Existential Psychology
Flattery
Of all the ways that people try to elicit our behavior, flattery might just be the most effective and in a way the most nefarious because, depending on our personality structures, it’s exceedingly difficult to put two and two together and realize there’s an ulterior motive, that the flattery is just a cover for the real purpose of getting us to do something.
Most of us are highly susceptible to flattery because it confirms what we want so badly to believe about ourselves. Flattery serves to firm up that fragile self-image, it’s a bulwark against doubt, it offers hope that others see us in the same positive light as we see ourselves.

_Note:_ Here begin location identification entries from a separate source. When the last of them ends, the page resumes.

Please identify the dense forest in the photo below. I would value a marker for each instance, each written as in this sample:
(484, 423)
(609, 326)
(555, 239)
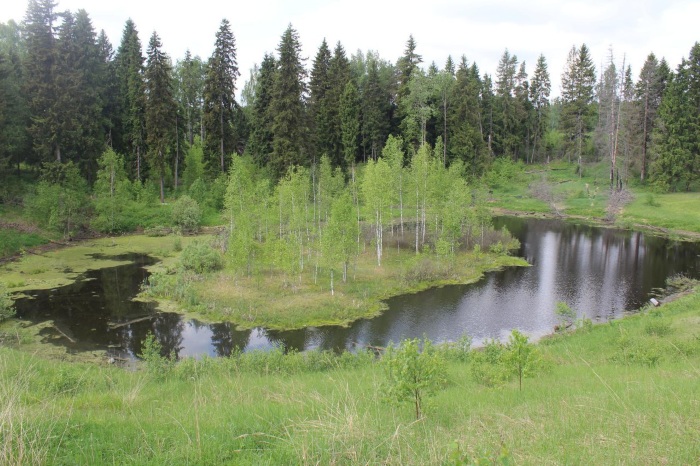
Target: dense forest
(68, 98)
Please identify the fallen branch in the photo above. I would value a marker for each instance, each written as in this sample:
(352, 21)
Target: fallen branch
(72, 340)
(113, 325)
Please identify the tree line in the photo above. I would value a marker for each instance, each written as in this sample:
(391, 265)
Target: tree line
(67, 96)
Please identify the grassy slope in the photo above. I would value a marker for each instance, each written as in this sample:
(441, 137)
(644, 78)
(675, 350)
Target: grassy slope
(593, 406)
(586, 197)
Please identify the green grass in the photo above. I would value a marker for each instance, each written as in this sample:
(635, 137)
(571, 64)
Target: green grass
(13, 241)
(676, 211)
(596, 404)
(587, 197)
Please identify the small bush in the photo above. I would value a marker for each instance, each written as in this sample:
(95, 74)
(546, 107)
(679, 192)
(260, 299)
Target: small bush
(457, 350)
(7, 309)
(415, 371)
(187, 214)
(487, 366)
(200, 257)
(642, 351)
(152, 355)
(651, 201)
(657, 327)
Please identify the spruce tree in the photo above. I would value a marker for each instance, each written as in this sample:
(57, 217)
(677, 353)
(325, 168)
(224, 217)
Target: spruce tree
(287, 106)
(465, 141)
(260, 141)
(14, 111)
(677, 139)
(578, 91)
(40, 79)
(89, 140)
(129, 136)
(190, 76)
(160, 110)
(338, 78)
(375, 109)
(319, 104)
(350, 123)
(648, 92)
(506, 118)
(540, 88)
(407, 66)
(219, 100)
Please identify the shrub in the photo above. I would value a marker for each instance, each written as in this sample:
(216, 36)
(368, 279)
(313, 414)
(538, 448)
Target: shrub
(187, 214)
(156, 362)
(414, 372)
(7, 309)
(565, 315)
(200, 257)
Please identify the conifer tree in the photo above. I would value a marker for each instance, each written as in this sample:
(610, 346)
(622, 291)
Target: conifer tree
(578, 91)
(648, 92)
(130, 136)
(88, 95)
(260, 142)
(319, 103)
(14, 111)
(219, 99)
(407, 66)
(338, 78)
(506, 117)
(375, 110)
(190, 76)
(540, 88)
(287, 106)
(350, 123)
(40, 79)
(465, 140)
(677, 140)
(109, 94)
(160, 109)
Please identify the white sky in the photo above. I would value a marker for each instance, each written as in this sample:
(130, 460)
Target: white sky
(479, 29)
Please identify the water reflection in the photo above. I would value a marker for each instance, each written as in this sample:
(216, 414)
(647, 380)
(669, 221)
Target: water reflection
(599, 272)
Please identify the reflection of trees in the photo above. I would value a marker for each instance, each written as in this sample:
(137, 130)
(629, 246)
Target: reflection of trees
(167, 328)
(225, 338)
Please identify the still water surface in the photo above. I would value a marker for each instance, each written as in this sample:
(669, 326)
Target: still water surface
(600, 273)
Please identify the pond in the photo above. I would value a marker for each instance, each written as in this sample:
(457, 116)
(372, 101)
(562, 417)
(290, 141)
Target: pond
(600, 273)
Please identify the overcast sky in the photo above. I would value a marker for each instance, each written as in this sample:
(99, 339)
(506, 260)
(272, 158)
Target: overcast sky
(479, 29)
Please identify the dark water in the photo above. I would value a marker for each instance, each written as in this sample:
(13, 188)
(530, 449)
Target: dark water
(599, 272)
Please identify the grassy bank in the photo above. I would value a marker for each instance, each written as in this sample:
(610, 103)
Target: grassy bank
(50, 269)
(620, 393)
(272, 301)
(557, 188)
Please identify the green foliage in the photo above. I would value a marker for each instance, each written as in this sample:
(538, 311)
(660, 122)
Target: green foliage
(112, 193)
(487, 366)
(6, 305)
(459, 458)
(565, 314)
(521, 357)
(651, 201)
(497, 362)
(459, 350)
(61, 202)
(416, 370)
(194, 168)
(219, 100)
(637, 350)
(186, 214)
(200, 257)
(157, 364)
(13, 241)
(503, 173)
(160, 110)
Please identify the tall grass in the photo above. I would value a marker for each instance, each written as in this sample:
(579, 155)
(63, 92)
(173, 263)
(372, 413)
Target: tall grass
(600, 400)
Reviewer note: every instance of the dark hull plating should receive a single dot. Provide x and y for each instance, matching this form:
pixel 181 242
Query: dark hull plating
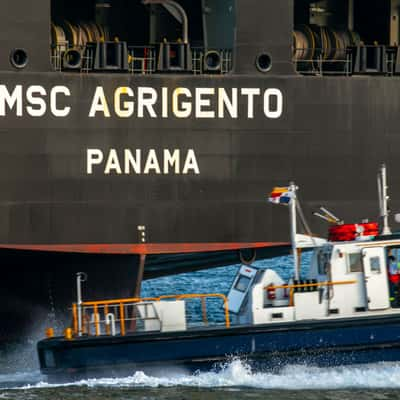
pixel 322 343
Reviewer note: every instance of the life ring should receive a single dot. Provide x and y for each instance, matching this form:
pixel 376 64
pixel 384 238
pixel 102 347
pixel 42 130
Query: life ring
pixel 271 292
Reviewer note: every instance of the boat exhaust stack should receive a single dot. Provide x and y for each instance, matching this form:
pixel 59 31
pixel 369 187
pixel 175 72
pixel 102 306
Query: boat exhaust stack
pixel 293 228
pixel 383 200
pixel 80 278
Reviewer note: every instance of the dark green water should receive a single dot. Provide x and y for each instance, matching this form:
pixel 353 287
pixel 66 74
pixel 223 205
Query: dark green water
pixel 196 394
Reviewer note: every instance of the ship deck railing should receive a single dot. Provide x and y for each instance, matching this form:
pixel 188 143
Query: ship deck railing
pixel 134 315
pixel 141 60
pixel 320 63
pixel 354 60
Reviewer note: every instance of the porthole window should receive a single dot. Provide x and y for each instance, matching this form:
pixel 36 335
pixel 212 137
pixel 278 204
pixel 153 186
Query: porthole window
pixel 19 58
pixel 263 62
pixel 212 61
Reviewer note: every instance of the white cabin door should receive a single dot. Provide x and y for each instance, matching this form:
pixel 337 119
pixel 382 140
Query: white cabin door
pixel 376 278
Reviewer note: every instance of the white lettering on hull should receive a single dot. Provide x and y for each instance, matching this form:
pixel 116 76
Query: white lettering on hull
pixel 139 162
pixel 145 102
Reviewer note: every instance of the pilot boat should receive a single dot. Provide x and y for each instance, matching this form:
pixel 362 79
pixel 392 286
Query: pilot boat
pixel 345 311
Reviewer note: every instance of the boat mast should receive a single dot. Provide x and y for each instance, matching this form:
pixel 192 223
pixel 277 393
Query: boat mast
pixel 293 228
pixel 383 200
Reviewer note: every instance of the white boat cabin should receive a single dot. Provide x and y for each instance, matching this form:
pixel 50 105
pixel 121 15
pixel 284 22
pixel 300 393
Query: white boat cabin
pixel 345 279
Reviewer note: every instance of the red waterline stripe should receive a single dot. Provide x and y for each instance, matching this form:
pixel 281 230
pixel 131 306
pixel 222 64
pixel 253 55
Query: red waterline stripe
pixel 148 248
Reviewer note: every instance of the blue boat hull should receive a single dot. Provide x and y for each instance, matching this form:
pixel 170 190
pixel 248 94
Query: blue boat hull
pixel 264 347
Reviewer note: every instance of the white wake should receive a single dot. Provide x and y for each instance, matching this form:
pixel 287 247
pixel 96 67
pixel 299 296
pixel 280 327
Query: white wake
pixel 238 374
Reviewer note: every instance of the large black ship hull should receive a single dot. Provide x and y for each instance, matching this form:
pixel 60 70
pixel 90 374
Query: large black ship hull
pixel 330 138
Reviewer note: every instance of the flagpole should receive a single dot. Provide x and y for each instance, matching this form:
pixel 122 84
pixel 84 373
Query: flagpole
pixel 293 229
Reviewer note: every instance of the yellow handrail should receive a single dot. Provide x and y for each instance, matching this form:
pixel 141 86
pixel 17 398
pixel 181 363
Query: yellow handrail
pixel 307 285
pixel 122 302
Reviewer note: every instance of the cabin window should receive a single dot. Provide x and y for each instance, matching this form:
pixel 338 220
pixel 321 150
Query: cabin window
pixel 346 37
pixel 375 265
pixel 242 283
pixel 143 36
pixel 323 263
pixel 355 262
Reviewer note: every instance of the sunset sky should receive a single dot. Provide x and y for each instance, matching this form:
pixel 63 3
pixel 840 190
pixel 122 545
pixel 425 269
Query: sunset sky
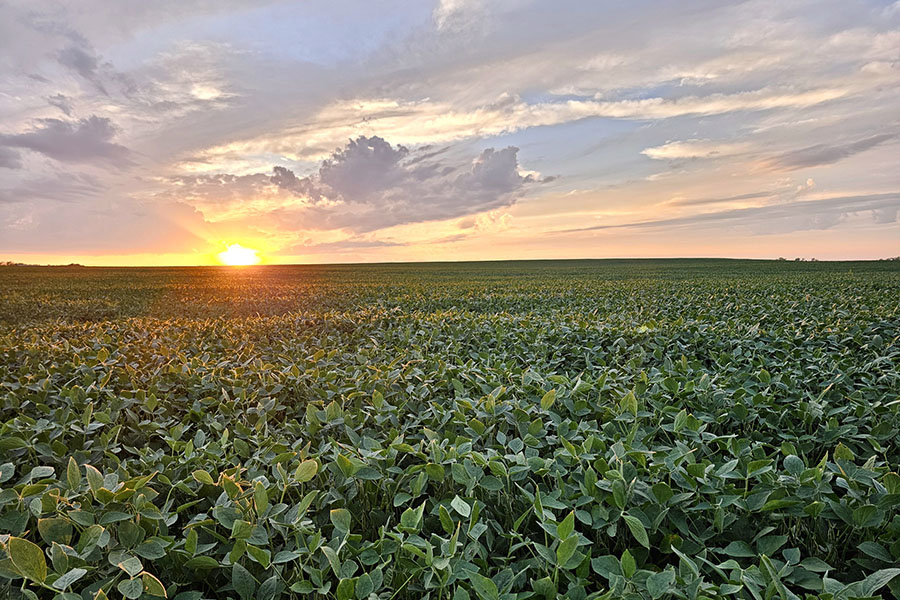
pixel 348 131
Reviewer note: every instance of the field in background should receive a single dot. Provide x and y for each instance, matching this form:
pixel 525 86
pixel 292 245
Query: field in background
pixel 637 429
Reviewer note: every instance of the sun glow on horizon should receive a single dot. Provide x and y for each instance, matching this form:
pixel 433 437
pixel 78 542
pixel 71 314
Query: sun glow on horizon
pixel 238 256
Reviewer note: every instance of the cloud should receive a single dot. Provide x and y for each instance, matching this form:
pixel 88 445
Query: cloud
pixel 428 121
pixel 85 140
pixel 9 159
pixel 787 190
pixel 693 149
pixel 339 247
pixel 85 64
pixel 455 14
pixel 825 154
pixel 62 102
pixel 368 184
pixel 780 218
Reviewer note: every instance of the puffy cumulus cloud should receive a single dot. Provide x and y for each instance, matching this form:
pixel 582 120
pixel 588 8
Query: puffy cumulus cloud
pixel 367 185
pixel 84 140
pixel 826 153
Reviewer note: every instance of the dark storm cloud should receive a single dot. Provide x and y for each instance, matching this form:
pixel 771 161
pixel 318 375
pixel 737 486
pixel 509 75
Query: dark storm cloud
pixel 84 140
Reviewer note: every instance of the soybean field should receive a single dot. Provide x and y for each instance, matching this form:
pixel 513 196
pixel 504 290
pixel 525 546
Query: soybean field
pixel 639 429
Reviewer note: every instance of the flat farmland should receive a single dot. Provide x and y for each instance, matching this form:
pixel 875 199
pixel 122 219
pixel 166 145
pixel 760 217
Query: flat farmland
pixel 505 430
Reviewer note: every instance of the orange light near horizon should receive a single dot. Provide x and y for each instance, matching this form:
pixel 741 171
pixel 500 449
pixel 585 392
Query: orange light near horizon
pixel 238 256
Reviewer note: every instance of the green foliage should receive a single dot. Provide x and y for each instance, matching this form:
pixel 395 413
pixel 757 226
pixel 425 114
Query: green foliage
pixel 583 430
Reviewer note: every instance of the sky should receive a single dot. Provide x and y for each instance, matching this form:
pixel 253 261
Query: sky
pixel 161 133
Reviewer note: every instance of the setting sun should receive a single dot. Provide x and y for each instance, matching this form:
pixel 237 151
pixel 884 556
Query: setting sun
pixel 237 255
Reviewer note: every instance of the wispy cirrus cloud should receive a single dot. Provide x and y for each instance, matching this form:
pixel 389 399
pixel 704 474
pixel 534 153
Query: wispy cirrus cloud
pixel 826 153
pixel 84 140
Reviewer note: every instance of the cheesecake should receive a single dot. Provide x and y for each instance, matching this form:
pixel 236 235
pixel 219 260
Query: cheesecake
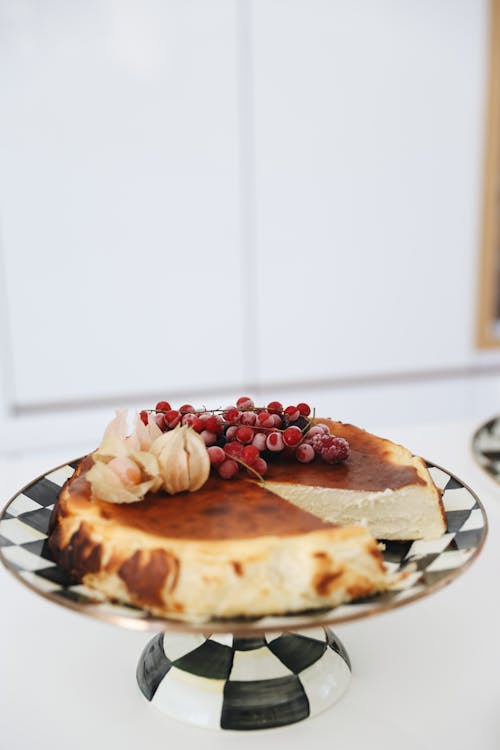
pixel 303 537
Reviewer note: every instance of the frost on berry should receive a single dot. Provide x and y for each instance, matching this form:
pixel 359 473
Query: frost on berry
pixel 335 449
pixel 228 469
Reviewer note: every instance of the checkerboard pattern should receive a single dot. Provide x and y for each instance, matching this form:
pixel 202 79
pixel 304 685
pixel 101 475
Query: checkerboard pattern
pixel 221 681
pixel 23 548
pixel 486 447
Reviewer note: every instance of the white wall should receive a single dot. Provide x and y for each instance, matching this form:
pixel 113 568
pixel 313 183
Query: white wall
pixel 200 198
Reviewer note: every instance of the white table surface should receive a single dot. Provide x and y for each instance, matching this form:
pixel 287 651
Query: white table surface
pixel 424 676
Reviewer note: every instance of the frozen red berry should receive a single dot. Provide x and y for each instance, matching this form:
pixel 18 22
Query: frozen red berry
pixel 244 435
pixel 315 440
pixel 334 449
pixel 292 436
pixel 259 440
pixel 264 419
pixel 232 415
pixel 292 413
pixel 305 453
pixel 172 418
pixel 160 421
pixel 245 403
pixel 231 432
pixel 274 407
pixel 163 406
pixel 209 437
pixel 275 441
pixel 233 448
pixel 228 469
pixel 248 418
pixel 304 409
pixel 213 424
pixel 260 466
pixel 199 424
pixel 316 429
pixel 249 454
pixel 216 455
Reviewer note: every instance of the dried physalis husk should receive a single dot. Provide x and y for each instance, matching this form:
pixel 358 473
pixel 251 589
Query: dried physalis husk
pixel 107 485
pixel 183 459
pixel 122 472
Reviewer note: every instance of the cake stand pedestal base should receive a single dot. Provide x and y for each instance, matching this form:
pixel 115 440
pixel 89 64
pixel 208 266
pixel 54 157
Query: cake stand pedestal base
pixel 221 681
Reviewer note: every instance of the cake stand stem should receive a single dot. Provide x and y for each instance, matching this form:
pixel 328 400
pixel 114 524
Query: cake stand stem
pixel 222 681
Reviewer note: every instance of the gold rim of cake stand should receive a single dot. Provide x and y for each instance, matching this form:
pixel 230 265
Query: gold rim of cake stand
pixel 475 453
pixel 240 627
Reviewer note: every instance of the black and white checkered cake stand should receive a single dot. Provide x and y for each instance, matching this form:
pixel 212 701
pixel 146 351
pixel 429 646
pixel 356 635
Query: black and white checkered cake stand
pixel 242 674
pixel 486 447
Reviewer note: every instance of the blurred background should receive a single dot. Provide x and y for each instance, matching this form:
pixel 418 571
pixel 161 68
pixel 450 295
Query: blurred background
pixel 202 200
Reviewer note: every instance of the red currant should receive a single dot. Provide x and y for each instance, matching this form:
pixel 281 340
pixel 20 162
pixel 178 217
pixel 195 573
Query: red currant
pixel 199 424
pixel 260 466
pixel 304 409
pixel 245 403
pixel 228 469
pixel 335 449
pixel 209 437
pixel 172 418
pixel 259 441
pixel 244 435
pixel 292 413
pixel 275 441
pixel 275 407
pixel 232 414
pixel 233 448
pixel 305 453
pixel 231 432
pixel 163 406
pixel 292 436
pixel 212 424
pixel 264 419
pixel 248 418
pixel 216 455
pixel 249 454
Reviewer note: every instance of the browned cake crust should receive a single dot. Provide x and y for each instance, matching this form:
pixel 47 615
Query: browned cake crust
pixel 233 547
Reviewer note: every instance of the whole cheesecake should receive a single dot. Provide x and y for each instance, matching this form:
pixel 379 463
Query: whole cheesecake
pixel 303 537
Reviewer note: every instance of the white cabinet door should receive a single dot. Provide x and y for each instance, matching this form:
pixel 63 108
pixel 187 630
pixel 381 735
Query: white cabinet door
pixel 368 142
pixel 119 197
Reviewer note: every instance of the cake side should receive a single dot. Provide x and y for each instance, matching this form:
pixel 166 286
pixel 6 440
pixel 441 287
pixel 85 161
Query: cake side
pixel 195 579
pixel 408 507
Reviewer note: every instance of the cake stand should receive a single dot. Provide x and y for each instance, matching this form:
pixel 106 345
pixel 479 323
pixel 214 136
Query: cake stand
pixel 486 447
pixel 242 673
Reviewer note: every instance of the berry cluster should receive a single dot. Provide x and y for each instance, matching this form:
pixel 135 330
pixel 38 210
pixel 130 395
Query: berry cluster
pixel 236 437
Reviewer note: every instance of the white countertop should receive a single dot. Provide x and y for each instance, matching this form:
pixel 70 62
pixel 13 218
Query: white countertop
pixel 424 676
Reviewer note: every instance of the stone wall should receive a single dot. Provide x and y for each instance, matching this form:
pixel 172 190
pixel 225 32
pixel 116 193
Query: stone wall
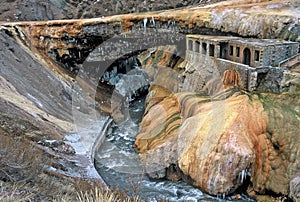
pixel 273 55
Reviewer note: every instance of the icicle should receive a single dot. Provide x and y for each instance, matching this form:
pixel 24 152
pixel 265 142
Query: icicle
pixel 145 22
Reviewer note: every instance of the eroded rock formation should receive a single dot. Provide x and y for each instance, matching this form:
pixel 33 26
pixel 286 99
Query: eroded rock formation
pixel 217 143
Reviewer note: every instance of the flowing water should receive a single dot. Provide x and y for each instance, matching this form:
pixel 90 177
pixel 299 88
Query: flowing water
pixel 118 163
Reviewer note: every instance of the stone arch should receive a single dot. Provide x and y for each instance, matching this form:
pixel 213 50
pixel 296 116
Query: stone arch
pixel 247 56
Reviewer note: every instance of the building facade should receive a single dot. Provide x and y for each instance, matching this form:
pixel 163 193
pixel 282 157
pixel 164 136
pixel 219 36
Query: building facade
pixel 251 58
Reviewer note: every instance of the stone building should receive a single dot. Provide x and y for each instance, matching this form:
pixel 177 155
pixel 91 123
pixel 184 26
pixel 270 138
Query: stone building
pixel 251 58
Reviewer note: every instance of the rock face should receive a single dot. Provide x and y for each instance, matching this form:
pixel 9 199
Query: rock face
pixel 31 10
pixel 218 143
pixel 213 143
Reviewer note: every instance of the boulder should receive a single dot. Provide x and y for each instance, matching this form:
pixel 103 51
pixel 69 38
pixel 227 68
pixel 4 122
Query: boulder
pixel 216 144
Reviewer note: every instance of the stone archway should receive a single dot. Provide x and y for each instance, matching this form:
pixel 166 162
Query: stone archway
pixel 246 56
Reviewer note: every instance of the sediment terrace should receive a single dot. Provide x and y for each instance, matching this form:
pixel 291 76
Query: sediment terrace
pixel 52 98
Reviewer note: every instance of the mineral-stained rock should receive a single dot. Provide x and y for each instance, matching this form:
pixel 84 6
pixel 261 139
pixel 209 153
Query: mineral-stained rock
pixel 295 189
pixel 216 144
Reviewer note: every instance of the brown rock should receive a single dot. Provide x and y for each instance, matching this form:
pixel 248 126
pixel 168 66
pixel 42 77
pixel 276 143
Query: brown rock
pixel 215 144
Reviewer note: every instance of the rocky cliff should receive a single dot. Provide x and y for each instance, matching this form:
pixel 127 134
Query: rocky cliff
pixel 30 10
pixel 216 143
pixel 217 138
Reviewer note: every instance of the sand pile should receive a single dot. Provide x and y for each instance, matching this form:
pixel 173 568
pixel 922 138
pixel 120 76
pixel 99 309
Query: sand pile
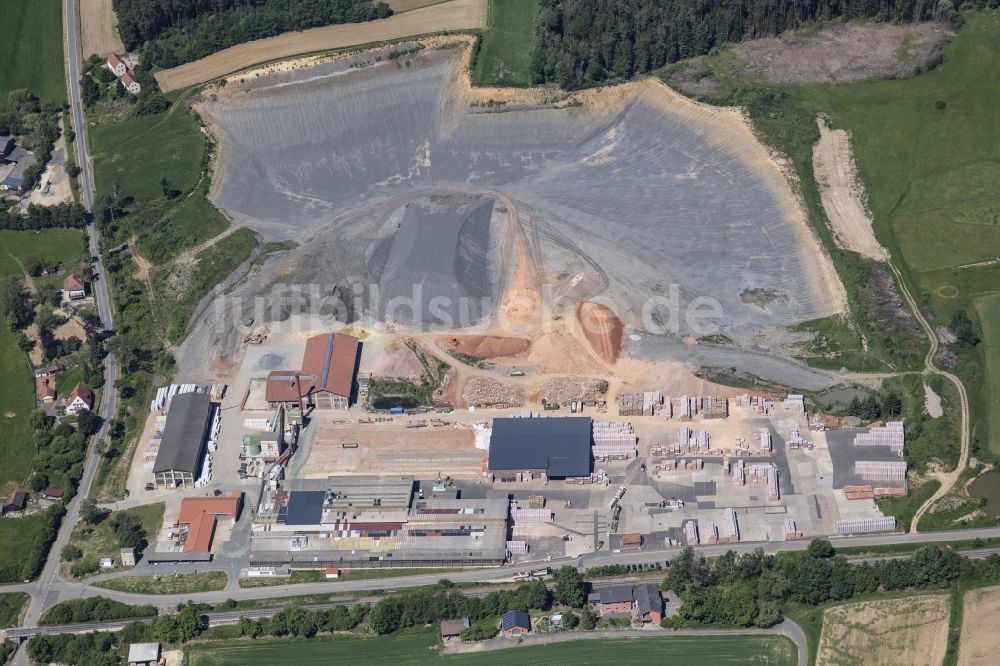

Of course not everyone lies at the same level of flattery susceptibility. Depressives, for example, are likely to outright discard flattery since their personality structures are usually built up on the premise that they’re worthless and unlovable. Their internal response is, “You don’t know what you’re talking about.”
At the other extreme are those who are highly susceptible, and this is because their personality structures are built up on what Karen Horney called the idealized self-image. They see themselves as having almost godlike personality traits and abilities. The idealized self-image is a house of cards in that life constantly interferes, it threatens to make the whole thing come tumbling down with its myriad disappointments, embarrassments, and blunders. When flattery does come around those with the idealized self-image greedily take it in without questioning it.
Most of us lie somewhere in between those two poles. We want others to hold us in high regard, we want to hear we’re doing a good job, we want the confirmation from the external environment that we’re worthwhile and lovable. Flattery of all kinds fits the bill, it lets us feel good, powerful, useful, appreciated, respected, talented.
But the truth is that most of us don’t go out of our way to flatter others unless we want something from them so why would they go out of their way to flatter us unless they want something from us? Behind the veneer of flattery there’s usually a request of some kind, a request that we don’t even notice because fulfilling it is part and parcel of the desired self-image being cultivated. This is not to say that all flattery has as its true purpose the elicitation of some behavior, just that most does, and raising our awareness around this fact can help us insure that our behavior stays in line with the life path we want for ourselves, not with the machinations of others.